Since the pandemic unfolded in Scotland, Roy has faced a busy few weeks at Ninewells, with an even more difficult period on the horizon. “I’m managing the out-of-hours service at the hospital and we’ve had to redesign the team to cope with Covid-19,” he said.
“I work nightshift and, if I’m not in the hospital, I’m busy with emails and phone calls, trying to prepare for what is coming. So it’s challenging not only at home, but at work too.
“The worry of infection is obviously greater when you have a bigger family. I am trying to steer clear of people who are high risk, but I have to be in the hospital for work.
“The saving grace for us is that it isn’t thought to be as severe for children – and they make up the greatest proportion of our household.”
Roy and Emma’s daughter Alice, 21, who is employed in a retail warehouse, is still out working, as is Sophia, 27, a carer for a visually impaired woman and her family.
But everyone else – aside from Rachel, 28, Polly, 26, and Charlotte, 24, who have flown the nest – remains in lockdown, including Annabelle, 19, Jennifer, 17, Isabella, 16, Jonas, 14, Enos, 12, Eva, 10, Posy, 8, and five-year-old Meg.
“Just feeding everyone three meals a day is a challenge, but we’re managing,” said Emma. “I was loosely prepared. We have two Italians working in the cafe and, as they filled me in on what was happening back home, I realised what was coming.
“We didn’t stockpile food as we always have plenty in the cupboards anyway. And, because I had to shut down the café, we had plenty to pop in the freezer.

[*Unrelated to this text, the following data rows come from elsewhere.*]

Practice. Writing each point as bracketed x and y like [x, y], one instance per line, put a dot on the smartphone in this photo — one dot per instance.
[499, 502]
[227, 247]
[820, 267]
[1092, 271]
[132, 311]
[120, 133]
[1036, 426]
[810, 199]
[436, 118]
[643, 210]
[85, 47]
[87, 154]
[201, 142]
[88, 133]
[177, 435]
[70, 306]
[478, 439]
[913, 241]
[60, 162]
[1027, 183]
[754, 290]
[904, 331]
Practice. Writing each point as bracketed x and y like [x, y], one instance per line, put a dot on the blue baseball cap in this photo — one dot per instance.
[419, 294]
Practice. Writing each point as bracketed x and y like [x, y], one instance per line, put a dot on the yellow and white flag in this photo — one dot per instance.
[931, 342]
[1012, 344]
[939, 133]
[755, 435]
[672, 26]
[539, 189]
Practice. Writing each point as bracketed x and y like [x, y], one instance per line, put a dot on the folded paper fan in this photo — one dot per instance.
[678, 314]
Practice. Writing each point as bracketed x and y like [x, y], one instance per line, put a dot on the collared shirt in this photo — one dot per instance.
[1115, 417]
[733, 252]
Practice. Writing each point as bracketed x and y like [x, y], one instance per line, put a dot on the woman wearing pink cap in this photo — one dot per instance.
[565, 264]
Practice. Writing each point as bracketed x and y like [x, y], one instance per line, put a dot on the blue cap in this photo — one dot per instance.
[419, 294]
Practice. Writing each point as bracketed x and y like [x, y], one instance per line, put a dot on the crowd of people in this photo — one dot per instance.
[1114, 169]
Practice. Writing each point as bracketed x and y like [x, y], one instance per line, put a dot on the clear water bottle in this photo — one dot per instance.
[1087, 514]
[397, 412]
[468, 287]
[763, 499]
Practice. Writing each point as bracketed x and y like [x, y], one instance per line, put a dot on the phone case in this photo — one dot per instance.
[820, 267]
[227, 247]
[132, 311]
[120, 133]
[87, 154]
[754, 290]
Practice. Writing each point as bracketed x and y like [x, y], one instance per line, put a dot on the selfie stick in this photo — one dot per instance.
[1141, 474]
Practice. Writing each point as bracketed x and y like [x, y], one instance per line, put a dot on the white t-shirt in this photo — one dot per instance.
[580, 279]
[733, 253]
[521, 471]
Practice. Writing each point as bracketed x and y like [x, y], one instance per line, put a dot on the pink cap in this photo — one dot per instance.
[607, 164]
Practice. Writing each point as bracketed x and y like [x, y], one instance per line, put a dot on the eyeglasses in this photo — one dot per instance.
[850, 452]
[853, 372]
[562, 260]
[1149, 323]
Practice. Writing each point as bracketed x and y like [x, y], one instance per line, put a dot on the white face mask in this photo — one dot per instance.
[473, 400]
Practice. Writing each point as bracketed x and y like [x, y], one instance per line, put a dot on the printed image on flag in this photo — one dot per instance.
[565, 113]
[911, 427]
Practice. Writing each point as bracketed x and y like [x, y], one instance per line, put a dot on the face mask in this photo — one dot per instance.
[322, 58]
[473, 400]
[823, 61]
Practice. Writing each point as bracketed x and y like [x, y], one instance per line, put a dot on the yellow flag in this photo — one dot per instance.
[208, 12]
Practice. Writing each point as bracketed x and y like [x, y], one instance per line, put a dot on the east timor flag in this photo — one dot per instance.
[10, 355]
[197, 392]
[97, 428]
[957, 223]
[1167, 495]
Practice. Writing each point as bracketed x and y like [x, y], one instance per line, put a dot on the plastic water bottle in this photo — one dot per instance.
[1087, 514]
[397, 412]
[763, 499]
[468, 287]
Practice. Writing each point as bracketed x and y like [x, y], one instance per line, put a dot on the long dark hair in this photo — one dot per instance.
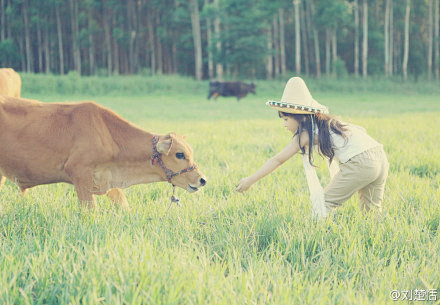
[325, 124]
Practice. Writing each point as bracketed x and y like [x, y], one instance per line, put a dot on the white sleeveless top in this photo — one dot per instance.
[357, 142]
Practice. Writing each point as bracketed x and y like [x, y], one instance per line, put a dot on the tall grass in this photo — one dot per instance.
[222, 247]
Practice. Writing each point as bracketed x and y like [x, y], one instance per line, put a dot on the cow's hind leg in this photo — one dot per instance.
[118, 197]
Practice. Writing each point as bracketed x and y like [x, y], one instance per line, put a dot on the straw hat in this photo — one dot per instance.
[297, 99]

I’ve been using the local butcher and greengrocer to top up, trying to support local businesses.
“But I have popped to Tesco a few times and did wonder what happens if we need more of something that’s restricted, because there are so many of us? The rations don’t account for families as big as ours! The staff know us, but if it’s a problem we will need to find a way round it.
“The one thing we have a healthy stock of is toilet roll. We’ve been buying that in bulk from the wholesalers for a long time.”

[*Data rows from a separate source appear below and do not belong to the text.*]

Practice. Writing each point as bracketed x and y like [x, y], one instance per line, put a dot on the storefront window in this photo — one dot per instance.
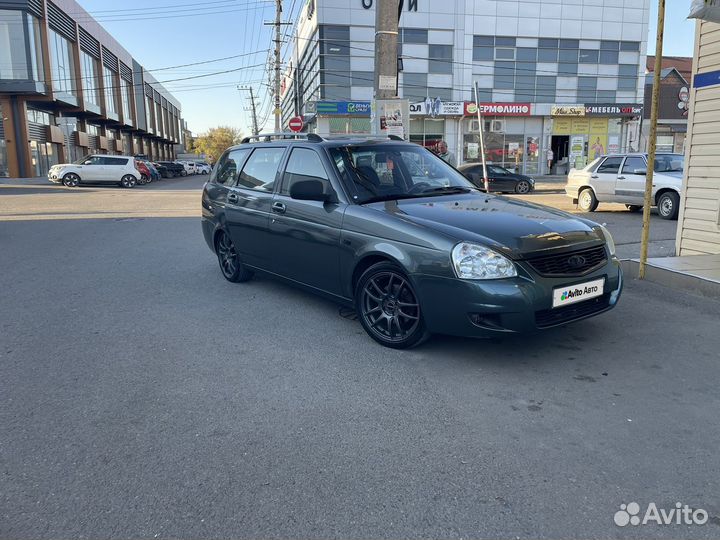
[427, 132]
[518, 152]
[43, 156]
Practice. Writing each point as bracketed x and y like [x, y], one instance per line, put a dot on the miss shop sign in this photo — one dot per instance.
[497, 109]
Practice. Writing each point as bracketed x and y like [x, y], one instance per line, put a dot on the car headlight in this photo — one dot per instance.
[608, 239]
[473, 261]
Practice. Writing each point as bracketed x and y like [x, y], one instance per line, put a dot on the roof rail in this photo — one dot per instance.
[312, 137]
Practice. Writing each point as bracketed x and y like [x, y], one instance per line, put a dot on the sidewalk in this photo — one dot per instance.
[38, 181]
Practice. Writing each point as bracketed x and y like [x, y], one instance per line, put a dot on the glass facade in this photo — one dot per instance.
[528, 73]
[13, 54]
[109, 81]
[125, 95]
[62, 68]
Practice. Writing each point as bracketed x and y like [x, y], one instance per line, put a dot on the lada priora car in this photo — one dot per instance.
[391, 229]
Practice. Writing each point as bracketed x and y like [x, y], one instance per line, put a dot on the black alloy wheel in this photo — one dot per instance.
[71, 180]
[128, 181]
[232, 268]
[388, 307]
[522, 186]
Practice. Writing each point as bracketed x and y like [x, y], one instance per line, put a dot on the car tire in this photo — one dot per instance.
[385, 300]
[587, 202]
[128, 181]
[668, 205]
[522, 187]
[231, 266]
[71, 180]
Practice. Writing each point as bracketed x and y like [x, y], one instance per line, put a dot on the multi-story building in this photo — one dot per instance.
[553, 74]
[67, 88]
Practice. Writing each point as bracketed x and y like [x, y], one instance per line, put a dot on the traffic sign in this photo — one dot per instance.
[296, 123]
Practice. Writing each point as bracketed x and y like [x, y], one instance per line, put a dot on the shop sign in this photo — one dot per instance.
[435, 107]
[567, 110]
[683, 100]
[498, 109]
[352, 108]
[703, 80]
[613, 109]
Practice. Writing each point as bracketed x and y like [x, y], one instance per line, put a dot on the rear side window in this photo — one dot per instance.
[304, 164]
[610, 166]
[632, 164]
[114, 161]
[261, 169]
[227, 168]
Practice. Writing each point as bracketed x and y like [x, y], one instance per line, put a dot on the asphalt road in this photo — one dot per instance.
[179, 197]
[144, 396]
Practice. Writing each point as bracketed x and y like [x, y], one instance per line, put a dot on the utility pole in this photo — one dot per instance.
[253, 108]
[386, 41]
[652, 143]
[278, 42]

Roy added: “We just have to roll with it. It’s about finding ways of adjusting to the ‘new normal’.
“Being stuck together inevitably means rows and on a couple of occasions has left us wondering if divorce rates will be high when all of this is over – or the birth rate. We’re too old to think about any more now, but I’m sure others will have different ideas!”

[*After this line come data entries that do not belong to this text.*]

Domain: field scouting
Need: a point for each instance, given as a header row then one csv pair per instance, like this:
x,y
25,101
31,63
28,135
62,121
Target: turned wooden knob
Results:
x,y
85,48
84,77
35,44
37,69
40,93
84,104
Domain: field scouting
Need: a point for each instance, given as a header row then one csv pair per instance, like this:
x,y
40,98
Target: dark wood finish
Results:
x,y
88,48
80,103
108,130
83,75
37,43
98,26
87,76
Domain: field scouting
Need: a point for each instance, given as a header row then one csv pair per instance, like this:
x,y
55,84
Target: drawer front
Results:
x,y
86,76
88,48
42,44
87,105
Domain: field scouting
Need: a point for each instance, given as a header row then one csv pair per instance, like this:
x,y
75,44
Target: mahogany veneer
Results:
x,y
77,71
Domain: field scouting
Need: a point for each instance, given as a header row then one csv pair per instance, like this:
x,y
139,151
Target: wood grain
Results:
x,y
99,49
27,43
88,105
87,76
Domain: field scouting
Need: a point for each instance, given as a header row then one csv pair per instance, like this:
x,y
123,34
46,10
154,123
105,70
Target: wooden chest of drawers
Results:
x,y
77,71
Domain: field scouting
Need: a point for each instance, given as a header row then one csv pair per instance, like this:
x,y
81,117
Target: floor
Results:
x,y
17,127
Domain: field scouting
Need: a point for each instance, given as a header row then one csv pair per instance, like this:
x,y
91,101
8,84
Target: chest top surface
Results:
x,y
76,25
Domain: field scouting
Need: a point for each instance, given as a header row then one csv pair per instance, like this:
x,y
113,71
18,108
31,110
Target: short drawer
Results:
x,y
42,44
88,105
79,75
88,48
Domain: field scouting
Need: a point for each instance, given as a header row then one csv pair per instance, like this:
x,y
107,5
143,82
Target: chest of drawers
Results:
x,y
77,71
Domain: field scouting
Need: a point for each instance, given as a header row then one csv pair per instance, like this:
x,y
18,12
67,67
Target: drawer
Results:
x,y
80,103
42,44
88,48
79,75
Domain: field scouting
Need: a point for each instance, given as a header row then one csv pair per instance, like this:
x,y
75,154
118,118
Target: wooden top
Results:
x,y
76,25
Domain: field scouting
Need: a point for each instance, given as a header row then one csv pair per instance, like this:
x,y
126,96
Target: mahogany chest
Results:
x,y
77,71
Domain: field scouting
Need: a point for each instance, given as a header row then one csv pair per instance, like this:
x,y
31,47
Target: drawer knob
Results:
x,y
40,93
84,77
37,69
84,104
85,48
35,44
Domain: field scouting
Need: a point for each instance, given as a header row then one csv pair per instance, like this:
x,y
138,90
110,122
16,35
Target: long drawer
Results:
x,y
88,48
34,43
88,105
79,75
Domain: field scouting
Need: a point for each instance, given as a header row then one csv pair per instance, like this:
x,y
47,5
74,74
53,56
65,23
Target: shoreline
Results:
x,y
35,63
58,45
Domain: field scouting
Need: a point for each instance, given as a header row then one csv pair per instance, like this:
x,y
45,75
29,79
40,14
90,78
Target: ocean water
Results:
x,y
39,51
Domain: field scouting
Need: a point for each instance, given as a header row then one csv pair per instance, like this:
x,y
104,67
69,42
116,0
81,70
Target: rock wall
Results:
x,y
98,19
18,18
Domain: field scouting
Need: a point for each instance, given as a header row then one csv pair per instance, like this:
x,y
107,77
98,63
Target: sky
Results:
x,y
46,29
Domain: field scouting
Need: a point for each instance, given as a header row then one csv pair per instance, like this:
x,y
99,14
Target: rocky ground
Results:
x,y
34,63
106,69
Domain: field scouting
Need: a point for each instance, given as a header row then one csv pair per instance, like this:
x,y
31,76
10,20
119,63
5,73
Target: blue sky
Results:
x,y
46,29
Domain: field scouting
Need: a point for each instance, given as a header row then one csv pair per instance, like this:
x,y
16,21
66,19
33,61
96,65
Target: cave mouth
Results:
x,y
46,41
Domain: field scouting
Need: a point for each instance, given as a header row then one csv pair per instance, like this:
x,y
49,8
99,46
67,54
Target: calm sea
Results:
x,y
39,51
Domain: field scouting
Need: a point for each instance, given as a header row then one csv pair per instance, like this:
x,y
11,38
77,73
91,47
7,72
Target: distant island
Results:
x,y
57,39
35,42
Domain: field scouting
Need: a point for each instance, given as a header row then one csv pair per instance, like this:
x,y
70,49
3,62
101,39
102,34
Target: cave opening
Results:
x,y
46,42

Emma added: “All we are asked to do is stay at home. It isn’t going to be easy but it isn’t beyond anyone’s capabilities either. If we all help each other, that will see us through.”
The Hann family’s top tips for lockdown
Get Netflix…if you don’t already have it, sign up. We’re normally quite strict about TV time, but this really could be your saving grace, kids or not!
Don’t stress about screen time. Whether the kids are doing learning activities, or keeping in touch with their friends on social media, it’s all beneficial just now.
Create a craft corner. If you don’t already have one, create a space. Kids young and old will enjoy messing around with card and glue. It’s a no-brainer.
Go outdoors. Having a garden has never been so appealing. Get the kids out to play, and make the most of the opportunity to get it ready for summer. You’ll be amazed at how therapeutic it feels.
Do some DIY. Spending so long in your house makes you see the bits that need some TLC. Make it a nicer place to be – as you might be stuck here for a while!